Ondan sonrasını ise o anlatmalı diye düşünüyorum.
BÖLÜM 16:
DAHA AZ MUTSUZ
“Bugün sizlere psikologlar, psikiyatristler, suç bilimciler, insan doğasını araştıran herkes adına söylüyorum ki yanıldık. İnsanların kendi özgür iradeleriyle seçimler yaptığı ve kararlar aldığını unuttuk.
Psikoloji; Altmış yıldan fazla bir zamandır hastalık modeli ile çalıştı. 10 yıl önce, bir uçaktayken, yanımda oturana kendimi tanıtırken ve işimi söylerken, benden uzaklaşırlardı. Ve çünkü haklı olarak, psikoloji bendeki sorunu görebilir diye düşünüyorlardı. Kaçığı göster, delilikleri, zayıflıkları, hastalıkları bul.
Bu altmış yıl boyunca depresyon, alkolizm gibi belirsiz kavramları alıp onları kesin bir şekilde ölçebileceğimizi gördük. Ruhla ilgili hastalıkları sınıflandırabileceğimizi ve nedenselliğini anlayabileceğimizi de. Artık bir süre boyunca aynı insanlara bakabilir – örneğin, genetik olarak şizofreniye yatkın insanlara ve anneliğin, genetiğin buna etkisi nedir diye sorabiliriz, akıl hastalıkları üzerinde deneyler yaparak ve üçüncü değişkenleri ayırabiliriz. İlaç ve psikolojik tedavilerle çalışmayan kısımları atıp çalışanları saklayabiliriz. Ve sonuç olarak psikoloji ve psikiyatrinin, son altmış yıldır, mutsuz insanları daha az mutsuz yaptığını iddia edebiliriz. Bence bu müthiş. Bununla gurur duyuyorum. Ancak iyi olmayan, bunun sonucunda, üç şey var.

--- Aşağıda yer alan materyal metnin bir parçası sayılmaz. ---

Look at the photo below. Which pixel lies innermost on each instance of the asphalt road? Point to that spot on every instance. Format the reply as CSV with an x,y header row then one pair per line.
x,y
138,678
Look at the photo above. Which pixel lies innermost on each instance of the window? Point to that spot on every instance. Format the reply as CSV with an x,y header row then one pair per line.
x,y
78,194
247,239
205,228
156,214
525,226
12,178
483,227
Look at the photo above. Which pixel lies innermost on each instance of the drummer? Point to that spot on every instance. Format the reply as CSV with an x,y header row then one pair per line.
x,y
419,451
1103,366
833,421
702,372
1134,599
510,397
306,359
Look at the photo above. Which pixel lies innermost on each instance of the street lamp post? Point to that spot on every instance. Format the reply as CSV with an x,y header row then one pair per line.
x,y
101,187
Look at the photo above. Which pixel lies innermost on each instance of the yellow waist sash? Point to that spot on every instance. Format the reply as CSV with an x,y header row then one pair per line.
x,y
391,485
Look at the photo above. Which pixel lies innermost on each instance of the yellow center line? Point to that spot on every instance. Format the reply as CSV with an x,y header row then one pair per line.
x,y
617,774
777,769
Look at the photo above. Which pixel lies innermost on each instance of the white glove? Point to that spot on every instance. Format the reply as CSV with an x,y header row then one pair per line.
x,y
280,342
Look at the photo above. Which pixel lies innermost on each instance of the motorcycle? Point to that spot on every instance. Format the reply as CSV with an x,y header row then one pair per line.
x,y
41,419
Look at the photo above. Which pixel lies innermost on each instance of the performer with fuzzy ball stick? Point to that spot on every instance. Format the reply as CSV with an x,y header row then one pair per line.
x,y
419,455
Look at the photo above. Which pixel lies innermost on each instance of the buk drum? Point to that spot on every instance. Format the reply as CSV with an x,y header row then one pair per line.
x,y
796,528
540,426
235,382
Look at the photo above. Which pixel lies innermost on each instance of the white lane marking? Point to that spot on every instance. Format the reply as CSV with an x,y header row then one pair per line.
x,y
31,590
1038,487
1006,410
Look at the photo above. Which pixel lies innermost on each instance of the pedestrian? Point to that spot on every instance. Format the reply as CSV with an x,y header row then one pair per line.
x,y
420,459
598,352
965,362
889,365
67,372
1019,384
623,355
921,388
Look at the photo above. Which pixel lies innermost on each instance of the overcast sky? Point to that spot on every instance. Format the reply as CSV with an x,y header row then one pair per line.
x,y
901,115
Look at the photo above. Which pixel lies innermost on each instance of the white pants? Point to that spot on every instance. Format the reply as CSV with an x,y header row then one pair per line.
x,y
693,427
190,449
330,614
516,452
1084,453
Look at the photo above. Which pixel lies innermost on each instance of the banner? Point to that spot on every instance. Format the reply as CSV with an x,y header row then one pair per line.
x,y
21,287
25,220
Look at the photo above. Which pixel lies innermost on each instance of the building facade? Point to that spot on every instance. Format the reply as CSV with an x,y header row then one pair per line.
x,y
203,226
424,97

İlki başlangıçta da bahsettiğim insanların özgür iradelere sahip insanlar olduğu…
İkincisi bizler normal hayatları iyileştirmenin ne demek olduğunu unuttuk. Nispeten sorunsuz insanları daha mutlu, daha üretken nasıl yapabilirize sıklıkla bakmadık.
Son problem ise, sorunu olan insanlarla ilgili bir şey yapma telaşı bize normal insanın normal hayatla ilgili sorularını unutturdu. Hiç aklımıza normal insanları varoluşuyla yüzleştirmek gelmiyor. 6 soru… Kendimize ve diğerlerine bu 6 soruyu sormak aklımıza gelmiyor.
1. Ben kimim ve bu hayattan ne istiyorum?
2. Beni bu hayatta güçlü kılan ne?
3. Özgür ve sosyal biri miyim?
4. Seviyor ve üretiyor muyum?
5. Hangi mutlu hayatı yaşıyorum? Keyifli, bağlı, anlamlı?
6. Daha iyi olmak için hangi yaşam becerilerini elde etmeliyim?
Hayatımı son derece mutsuz insanlarla çalışarak geçirdim ve hep merak ettim son derece mutsuz insanlarla mutlu insanlar arasındaki fark ne? Bu yüzden son yıllarımı mutluluğu ve mutlu insanları araştırarak geçirdim. Şunu gördüm. Mutlu insanlar daha çok dindar değiller, daha iyi görünmüyorlar, daha fazla paraları da yok, daha fazla iyi olay başlarına gelmiyor ya da kötü olaylar…
Bu altı sorunun cevabına bilinçli veya bilinçsiz bir şekilde ulaşmış insanlar… Ve buna göre yaşıyorlar.
Bu giriş dersimi sonlandırmadan önce mutlu hayat çeşitlerine değinip bitirmek istiyorum.
Tespit edebildiğim üç farklı mutlu hayat var.
İlki keyifli hayat. Bu sahip olabileceğin en çok pozitif duyguya sahip olduğun ve zevk üzerine kurulu hayat. Bunda genellikle Holywood starları ve pop yıldızlarını örnek veriyorum.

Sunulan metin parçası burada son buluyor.